S-expressions
S-expressions are
a serialisation format. Their simplicity makes it easy to write parsers,
pretty-printers, translators, preprocessors, editor plugins, graphical
editors, etc. so you don’t have to inspect the serialised form if you
don’t want to. Similar to how there are loads of ways to make a Web site
which don’t involve hand-editing HTML, e.g. we can convert from
something like markdown/asciidoc/mediawiki/bbcode/etc., we can generate
pages programmatically via Haskell/PHP/Python/etc., we can use a WYSIWYG
editor, etc. Since s-expressions are much simpler than HTML, using such
abstractions is nowhere near as “leaky” (s-expressions just use
(
and )
rather than arbitrary XML tags,
there’s no tag/attribute redundancy, all text is double-quoted, there
are no abbreviations to expand (like namespaces), etc.).
If you want to, it’s pretty easy to make your own alternative ‘interface’ to such data. There are already loads out there too, e.g.
Whilst the parenthesis-heavy format of s-expressions is not necessary, it usually crops up in anything discussing Lisp and its derivatives, simply because it’s much more popular than these alternatives. To me, that mostly indicates that concerns about “too many parentheses” are really a non-issue, despite being made by many who are new to the format.
My Approach
I’m a heavy Emacs user, so I use Emacs to edit everything. My ‘solution’ to the parentheses ‘problem’ is to set their colour to a very low contrast whenever the buffer contains an s-expression language; here’s the relevant Emacs config (written in s-expressions!):
;; Make parentheses dimmer when editing LISP
(defface paren-face
'((((class color) (background dark))
(:foreground "grey30"))
(((class color) (background light))
(:foreground "grey30")))
"Face used to dim parentheses.")
(mapcar (lambda (mode)
(add-hook mode
(lambda ()
(font-lock-add-keywords nil
'(("(\\|)" . 'paren-face))))))
'(emacs-lisp-mode-hook scheme-mode-hook racket-mode-hook))
I use show-paren-mode to highlight matching parentheses which are next to the cursor, but otherwise just “tune out” the parentheses in favour of indentation (the way Emacs indents s-expressions is nice enough that I seldom fiddle with it):
For particular s-expressions-based languages, like Racket, we can get syntax colouring for symbols, etc. by using the corresponding Emacs mode; this also lets us trigger flycheck syntax checking, and so on.
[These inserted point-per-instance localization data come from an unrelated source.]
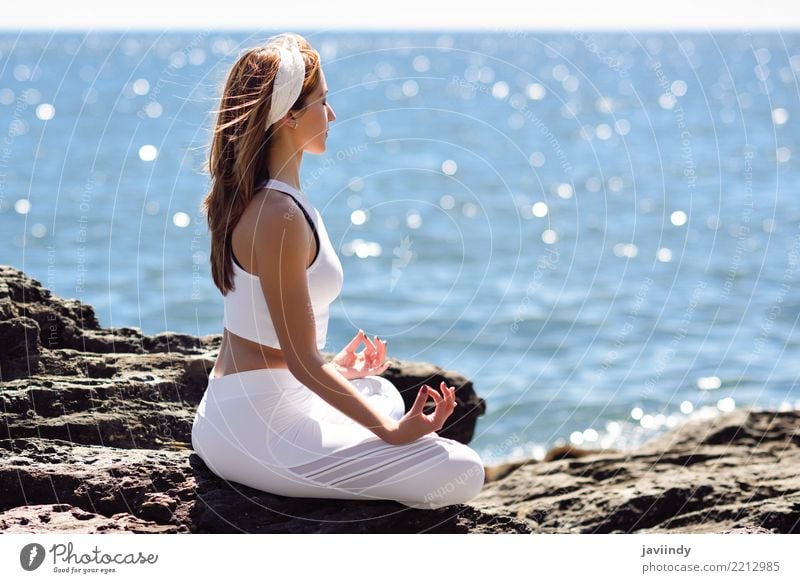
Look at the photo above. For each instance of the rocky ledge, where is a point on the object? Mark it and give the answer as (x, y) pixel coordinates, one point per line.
(95, 429)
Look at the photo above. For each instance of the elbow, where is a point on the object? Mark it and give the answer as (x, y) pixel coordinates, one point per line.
(301, 364)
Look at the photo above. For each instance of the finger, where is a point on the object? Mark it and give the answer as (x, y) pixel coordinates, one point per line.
(419, 402)
(437, 398)
(451, 396)
(354, 343)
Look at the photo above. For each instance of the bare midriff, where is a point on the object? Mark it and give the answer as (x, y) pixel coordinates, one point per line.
(237, 354)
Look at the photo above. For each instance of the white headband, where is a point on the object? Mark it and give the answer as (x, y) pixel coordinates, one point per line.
(289, 80)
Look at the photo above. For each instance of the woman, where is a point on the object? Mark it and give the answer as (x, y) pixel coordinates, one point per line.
(276, 416)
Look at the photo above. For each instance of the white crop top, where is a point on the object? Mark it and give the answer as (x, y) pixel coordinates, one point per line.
(246, 312)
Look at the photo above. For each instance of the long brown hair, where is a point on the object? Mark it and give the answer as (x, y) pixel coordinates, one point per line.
(237, 161)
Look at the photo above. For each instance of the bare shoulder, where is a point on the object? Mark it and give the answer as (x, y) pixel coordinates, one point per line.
(273, 217)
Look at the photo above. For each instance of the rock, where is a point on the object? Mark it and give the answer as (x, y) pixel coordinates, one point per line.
(96, 428)
(736, 473)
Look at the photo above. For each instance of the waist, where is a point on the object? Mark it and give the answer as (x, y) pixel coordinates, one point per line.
(253, 383)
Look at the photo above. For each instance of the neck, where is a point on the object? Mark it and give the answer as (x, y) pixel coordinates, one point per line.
(284, 160)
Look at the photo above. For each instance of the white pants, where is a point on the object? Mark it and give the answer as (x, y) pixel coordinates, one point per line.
(264, 429)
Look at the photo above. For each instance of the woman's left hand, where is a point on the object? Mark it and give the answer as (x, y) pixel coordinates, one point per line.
(370, 361)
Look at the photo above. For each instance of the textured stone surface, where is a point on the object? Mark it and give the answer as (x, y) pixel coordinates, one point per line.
(95, 436)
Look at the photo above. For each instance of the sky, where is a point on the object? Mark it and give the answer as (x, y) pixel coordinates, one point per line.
(332, 15)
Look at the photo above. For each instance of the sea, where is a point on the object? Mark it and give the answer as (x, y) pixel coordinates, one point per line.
(599, 229)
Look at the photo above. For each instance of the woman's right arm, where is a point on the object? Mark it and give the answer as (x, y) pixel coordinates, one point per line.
(282, 247)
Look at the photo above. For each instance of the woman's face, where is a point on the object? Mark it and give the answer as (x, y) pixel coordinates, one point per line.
(312, 123)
One of the payoffs of editing a serialised format like s-expressions is that we can use tools like paredit and smartparens to avoid having to care about the textual representation at all: they make navigating and manipulating the syntax tree structure and content relatively nice, they ensure that parentheses and quoted strings always remain balanced, they automatically escape characters when written inside strings, etc.
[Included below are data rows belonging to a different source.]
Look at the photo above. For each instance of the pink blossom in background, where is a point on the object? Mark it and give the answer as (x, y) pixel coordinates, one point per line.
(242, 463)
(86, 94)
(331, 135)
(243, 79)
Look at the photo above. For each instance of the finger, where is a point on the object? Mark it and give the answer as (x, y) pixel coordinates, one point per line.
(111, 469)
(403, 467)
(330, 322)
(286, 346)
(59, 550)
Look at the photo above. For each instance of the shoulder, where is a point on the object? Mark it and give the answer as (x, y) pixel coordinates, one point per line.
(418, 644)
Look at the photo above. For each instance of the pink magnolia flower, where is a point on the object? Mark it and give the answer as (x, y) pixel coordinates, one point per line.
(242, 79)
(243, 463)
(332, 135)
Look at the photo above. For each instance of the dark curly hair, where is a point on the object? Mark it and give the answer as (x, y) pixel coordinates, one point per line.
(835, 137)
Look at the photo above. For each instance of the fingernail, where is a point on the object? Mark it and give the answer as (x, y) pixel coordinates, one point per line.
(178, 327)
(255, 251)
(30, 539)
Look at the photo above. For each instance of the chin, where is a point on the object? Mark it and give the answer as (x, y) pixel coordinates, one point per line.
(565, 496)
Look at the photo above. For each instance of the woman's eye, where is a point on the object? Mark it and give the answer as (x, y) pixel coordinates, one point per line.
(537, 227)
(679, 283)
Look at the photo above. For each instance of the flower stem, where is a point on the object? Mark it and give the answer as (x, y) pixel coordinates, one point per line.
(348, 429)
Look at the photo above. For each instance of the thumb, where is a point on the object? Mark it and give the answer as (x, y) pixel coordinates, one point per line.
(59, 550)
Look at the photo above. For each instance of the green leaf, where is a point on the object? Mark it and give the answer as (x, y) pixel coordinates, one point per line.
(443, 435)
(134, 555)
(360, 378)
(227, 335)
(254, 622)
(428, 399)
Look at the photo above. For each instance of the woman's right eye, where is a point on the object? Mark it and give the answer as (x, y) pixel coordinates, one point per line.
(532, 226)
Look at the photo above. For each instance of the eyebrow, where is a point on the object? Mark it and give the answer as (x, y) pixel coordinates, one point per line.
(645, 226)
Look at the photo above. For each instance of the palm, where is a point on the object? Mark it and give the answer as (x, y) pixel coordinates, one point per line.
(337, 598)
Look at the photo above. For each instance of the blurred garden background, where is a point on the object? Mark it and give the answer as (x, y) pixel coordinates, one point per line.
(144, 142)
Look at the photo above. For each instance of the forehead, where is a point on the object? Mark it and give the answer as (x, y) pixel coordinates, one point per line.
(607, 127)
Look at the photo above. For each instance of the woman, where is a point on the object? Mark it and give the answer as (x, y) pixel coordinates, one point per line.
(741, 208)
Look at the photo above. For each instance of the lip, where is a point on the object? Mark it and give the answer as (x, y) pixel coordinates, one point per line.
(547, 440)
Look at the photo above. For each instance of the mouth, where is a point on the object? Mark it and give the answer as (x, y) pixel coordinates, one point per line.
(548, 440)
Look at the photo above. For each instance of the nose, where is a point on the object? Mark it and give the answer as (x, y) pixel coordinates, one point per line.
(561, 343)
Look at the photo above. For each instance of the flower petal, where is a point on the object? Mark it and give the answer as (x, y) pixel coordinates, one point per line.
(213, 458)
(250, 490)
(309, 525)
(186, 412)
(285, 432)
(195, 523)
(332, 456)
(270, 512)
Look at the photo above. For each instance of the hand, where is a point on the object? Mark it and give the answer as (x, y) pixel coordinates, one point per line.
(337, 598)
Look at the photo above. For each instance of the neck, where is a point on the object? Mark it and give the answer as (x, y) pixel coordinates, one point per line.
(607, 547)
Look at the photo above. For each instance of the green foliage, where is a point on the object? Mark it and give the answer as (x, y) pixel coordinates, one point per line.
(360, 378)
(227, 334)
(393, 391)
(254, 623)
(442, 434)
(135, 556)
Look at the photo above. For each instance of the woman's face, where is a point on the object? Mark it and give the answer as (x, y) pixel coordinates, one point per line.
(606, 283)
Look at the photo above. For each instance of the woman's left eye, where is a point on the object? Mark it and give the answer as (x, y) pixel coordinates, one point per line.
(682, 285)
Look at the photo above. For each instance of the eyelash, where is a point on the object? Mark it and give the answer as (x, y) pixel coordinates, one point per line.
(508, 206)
Whilst we could, in theory, make similar tree navigators for
languages with more complicated textual representations like, say,
Haskell, in practice these aren’t as useful since these files are mostly
in an unparseable state during editing; for example we might have
written a let
but not yet written an in
, or a
case
without an of
, or an =
without a right-hand-side, etc.
In principle we can solve these in the same way as paredit: insert
the whole language construct at once, and let the user fill in the gaps;
yet this requires a whole raft of language-specific constructs, whilst
paredit can get away with (
/)
,
[
/]
, {
/}
and
"
/"
for basically any language. It also
requires custom keybindings to avoid ambiguity: whilst paredit can take
over the (
key to insert a balanced ()
pair,
there is no let
key; the best we could do would be hooking
into the spacebar and checking if we’ve just opened a let
.
In any case, our files would still be unparseable until the
user’s filled in all of the gaps: for example let in
is
invalid; let x in
is invalid; let x = in
is
invalid; let x = 42 in
is invalid; only when we reach
let x = 42 in y
will the parser not choke. We could put in
placeholders like let _ = _ in _
, but then we’d need to
decide whether the user wants to insert a character or overwrite a
placeholder; and so on.
Far nicer to expose the tree structure separately, which can be managed without knowing anything about the syntax of our language.